The equation discussed in this book's chapter and it's derivation are pretty similar to the stuff on wikipedia here: http://en.wikipedia.org/wiki/Centrifugal_force_(rotating_reference_frame [Broken]) under the headign 'Force'. Sorry the equation is the exact same.

Sorry I have divided the whole equation by m, the mass, as we are comparing the same body at the equator and north pole.

The problems in this chapter are based on solving around this equation.

The book defines a 'local' coordinate system for in the region of a point on the surface of
the spherical earth as taking the positive x direction as east, the positive y direction as north and the positive z
direction is out from the centre of the earth.

We tend to make no reference to fixed stars, but use a 'local' coordinate system. We tend to take the Earth as the rotating frame.
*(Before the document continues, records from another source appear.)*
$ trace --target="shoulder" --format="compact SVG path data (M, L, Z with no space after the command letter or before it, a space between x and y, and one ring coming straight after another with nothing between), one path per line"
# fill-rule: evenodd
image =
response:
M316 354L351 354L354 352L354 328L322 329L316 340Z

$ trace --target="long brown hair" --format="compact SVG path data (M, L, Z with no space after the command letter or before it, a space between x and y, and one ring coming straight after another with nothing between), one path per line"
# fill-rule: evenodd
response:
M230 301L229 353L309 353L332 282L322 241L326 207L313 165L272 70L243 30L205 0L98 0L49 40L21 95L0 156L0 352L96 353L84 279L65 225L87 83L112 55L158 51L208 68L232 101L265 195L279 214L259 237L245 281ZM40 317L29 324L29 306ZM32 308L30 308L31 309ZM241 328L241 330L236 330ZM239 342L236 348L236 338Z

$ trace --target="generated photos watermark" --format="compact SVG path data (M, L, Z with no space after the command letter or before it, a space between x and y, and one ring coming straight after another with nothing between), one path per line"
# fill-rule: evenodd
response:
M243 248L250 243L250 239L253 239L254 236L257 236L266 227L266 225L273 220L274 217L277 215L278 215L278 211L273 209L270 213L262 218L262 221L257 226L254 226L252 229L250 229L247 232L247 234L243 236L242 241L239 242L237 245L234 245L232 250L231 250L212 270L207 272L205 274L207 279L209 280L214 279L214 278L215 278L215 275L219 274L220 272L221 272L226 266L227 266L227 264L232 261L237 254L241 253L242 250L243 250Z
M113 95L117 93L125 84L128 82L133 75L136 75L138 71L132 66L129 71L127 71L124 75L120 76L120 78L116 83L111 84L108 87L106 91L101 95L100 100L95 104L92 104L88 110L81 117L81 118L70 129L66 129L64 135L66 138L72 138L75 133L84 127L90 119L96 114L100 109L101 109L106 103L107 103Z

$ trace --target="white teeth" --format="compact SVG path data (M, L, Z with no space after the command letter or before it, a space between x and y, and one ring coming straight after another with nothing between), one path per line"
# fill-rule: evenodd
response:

In this case, as justified in my first post, I deduced that the rotational and inertial frames could be the equator and north pole respectively . I mentioned that this stage could be flawed, perhaps causing the sign confusion...but if not, the next obvious error would be the sign of the centrifugal force.

Last edited by a moderator: May 6, 2017
14. Dec 20, 2013

### nasu

I did not question the validity of the equation.
Just the relevance or usefulness for this problem.

You did not answer the key question.
Do you understand what is the "effective weight" means here?

15. Dec 20, 2013

### binbagsss

My course requires me to solve this problem via this equation. which is why I included it and based my method on it.

I believe effective weight is used to describe the phenonoma when the weight as measured in a rotating frame is less than that measured in an inertial frame. And this can be explained by pseudo forces, which are not real but occur due to the non-inertial nature of the frame of reference.